Obama expects unemployment to remain high until 2020
White House expects on an unemployment rate higher than 5.2% up to 2020. The United States should create more jobs over this period than it expects to lose. This Thursday the White House indicated the maintenance of a raised unemployment rate, not expected to go under 5.2% from here to 2020.
“For 2010, we envisage an average growth of 95,000 positions per month”, declared Christina Romer, chief of the Council of the Economic adviser to the US president Barack Obama, ensuring that the trend was going to become again “positive from the spring”.

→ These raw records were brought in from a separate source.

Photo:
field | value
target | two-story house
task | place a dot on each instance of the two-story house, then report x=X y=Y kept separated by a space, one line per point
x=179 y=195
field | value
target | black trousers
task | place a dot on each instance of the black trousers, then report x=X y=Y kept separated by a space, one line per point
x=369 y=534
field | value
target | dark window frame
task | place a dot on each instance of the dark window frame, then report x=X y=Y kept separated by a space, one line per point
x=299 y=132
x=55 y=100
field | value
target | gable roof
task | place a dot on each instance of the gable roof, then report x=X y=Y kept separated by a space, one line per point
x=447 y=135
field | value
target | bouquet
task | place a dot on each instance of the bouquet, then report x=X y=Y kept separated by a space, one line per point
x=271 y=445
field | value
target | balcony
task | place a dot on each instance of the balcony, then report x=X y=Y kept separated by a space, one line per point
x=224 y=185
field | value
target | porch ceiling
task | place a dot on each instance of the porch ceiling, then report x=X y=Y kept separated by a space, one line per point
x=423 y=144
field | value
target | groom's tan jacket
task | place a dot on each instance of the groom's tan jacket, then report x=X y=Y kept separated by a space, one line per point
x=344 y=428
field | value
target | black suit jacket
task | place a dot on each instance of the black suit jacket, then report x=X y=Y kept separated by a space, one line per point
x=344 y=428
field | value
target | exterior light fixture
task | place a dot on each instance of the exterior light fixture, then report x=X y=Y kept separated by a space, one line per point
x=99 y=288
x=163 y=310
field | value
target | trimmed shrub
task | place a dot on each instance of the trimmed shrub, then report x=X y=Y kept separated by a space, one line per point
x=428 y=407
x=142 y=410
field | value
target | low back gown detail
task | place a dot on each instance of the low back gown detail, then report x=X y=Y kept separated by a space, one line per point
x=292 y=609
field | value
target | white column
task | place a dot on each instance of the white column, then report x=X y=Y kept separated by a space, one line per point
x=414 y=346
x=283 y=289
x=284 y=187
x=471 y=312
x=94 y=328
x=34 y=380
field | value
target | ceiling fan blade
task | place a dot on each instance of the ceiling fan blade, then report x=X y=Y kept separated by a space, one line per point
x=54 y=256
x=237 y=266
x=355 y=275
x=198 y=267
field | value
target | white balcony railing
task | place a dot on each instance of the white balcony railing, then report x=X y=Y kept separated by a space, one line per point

Mrs. Romer made these remarks at the time of the publication of the Economic Report, a document of more than 450 pages detailing the economic policy followed by the government since January 2009 and her priorities as regard to actions to come in the future.
It has been announced in the draft budget for 2010-2011 published at the beginning of February by the White House, that the government envisages an average unemployment rate of 10.0% into 2010 which should decrease then, but reach 8.2% in 2012, before going down gradually to 5.2% in 2018, a level to which it should stagnate until 2020, the last year covered by the report.
In comparison, the unemployment rate in the United States was at around 4.6% in 2006, before the great recession, and around 4.0% in 2000 at the time of the explosion of the Internet bubble. Noting that the economic situation improved “in a spectacular way” compared to the beginning of 2009, where the American GDP was in freefall, the report allots this reversal inter alia to the revival program of 787 billion dollars promulgated in February, affirming that this one was the proof of its utility.
There are many challenges to the economic revival of the United States. However, I strongly believe that education, in the form of adult education will be key part of the reconstruction of the economy. In the UK, there has been a huge increase in adult education ranging from business management diplomas to basic IT training to help the unemployed or those seeking a career change go forward in the emerging economy.